Our study has several limitations. First, participants with a BMI ≥ 25 at the baseline interview were more likely to drop out of the study than were those with BMI < 25. This may have biased our results to the null if those who dropped out were also those who gained weight; those who dropped out may have differed in other important ways from those who continued in the study. For example, participants who began the study with a BMI >25 had higher rates of drinking than did those with BMIs < 25. This may have contributed to differences in the prevalence of alcohol consumption at the August and December assessments.
Second, we assessed diet and physical activity using instruments that relied on the accurate memory recall of usual behaviors by participants. The baseline survey instruments asked participants to report their behaviors during a six-month period of time that occurred three to nine months prior to when the data were collected so as to capture usual behaviors during the period of time that included their last six months of high school. The first FFQ, being more retrospective than the second, may have provided a less accurate estimate of usual dietary intake and physical activity than did the more immediate assessment of behaviors collected at the second data collection period as it is known that reports of past behavior are influenced by current behavior [30
]. However, Maruti et al. [31
] found that FFQs may be used to provide a reasonable estimate of usual dietary intake in the distant past. In the Maruti et al. [31
] study young adults were able to use an FFQ to accurately report usual dietary intake from approximately 10 years in the past using a FFQ.
In addition, although total energy intake between the first and second assessments was correlated (r = 0.57, p-value < 0.001), there were significant differences between the absolute total energy intake reported at the first and second assessments that in general would not support weight gain among the population. Butler et al[4
], and Jung et al[9
] also found that energy intake decreased significantly during the first semester of college, despite overall increases in weight. Our finding of an association between being less physically active and weight gain during the first semester of college is consistent with the findings of both Butler et al[4
], and Jung et al[9
] who also found decreased physical activity associated with increased risk for weight gain despite overall decreases in energy consumption.
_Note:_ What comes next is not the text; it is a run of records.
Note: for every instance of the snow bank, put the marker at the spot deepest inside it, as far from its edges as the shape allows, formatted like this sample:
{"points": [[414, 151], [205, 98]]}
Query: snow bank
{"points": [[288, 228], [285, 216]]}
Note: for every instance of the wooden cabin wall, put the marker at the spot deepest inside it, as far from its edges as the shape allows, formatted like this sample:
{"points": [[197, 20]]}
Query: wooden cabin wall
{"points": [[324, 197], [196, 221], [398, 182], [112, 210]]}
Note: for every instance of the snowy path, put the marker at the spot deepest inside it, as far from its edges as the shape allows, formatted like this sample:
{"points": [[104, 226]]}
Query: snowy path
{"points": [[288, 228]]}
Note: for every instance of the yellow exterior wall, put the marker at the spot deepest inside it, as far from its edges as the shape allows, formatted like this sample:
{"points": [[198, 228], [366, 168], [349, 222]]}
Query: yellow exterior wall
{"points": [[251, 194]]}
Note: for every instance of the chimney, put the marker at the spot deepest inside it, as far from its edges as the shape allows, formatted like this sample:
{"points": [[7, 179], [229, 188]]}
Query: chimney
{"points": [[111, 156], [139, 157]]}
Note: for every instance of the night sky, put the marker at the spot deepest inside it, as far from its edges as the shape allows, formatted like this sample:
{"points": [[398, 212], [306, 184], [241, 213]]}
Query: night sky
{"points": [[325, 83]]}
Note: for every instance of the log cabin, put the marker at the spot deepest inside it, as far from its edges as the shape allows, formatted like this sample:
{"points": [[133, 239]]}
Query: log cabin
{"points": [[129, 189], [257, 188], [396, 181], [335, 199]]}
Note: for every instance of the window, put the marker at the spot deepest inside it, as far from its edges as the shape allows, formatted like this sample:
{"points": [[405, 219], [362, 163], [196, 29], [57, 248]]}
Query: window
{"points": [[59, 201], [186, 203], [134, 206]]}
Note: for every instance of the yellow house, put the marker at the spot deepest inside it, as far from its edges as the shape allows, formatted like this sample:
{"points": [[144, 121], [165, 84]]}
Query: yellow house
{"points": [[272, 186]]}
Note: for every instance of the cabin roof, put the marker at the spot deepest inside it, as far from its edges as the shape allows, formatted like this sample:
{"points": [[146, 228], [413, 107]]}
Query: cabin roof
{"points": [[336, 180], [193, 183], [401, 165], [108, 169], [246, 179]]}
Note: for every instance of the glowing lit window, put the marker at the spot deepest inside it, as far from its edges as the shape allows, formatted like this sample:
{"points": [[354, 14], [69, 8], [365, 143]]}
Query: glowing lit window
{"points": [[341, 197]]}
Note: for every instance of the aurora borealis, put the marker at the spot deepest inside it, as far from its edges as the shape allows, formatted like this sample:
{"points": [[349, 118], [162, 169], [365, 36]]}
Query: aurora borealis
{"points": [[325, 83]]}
Third, because we did not assess body composition, we cannot determine whether the observed increases in body weight were associated with growth or increases in lean or non-lean body mass. However, averaged measured heights were not different between the baseline and follow-up assessments, indicating little change in stature during the 16-week study period among our participants.
Finally, the participants in this study were recruited from among first-time freshmen attending one university with a population of students who are predominately non-Hispance white (91%) and who report lower rates of smoking and drinking than reported nationally. This study population likely does not represent the diversity of first-time freshmen attending college campuses nationally.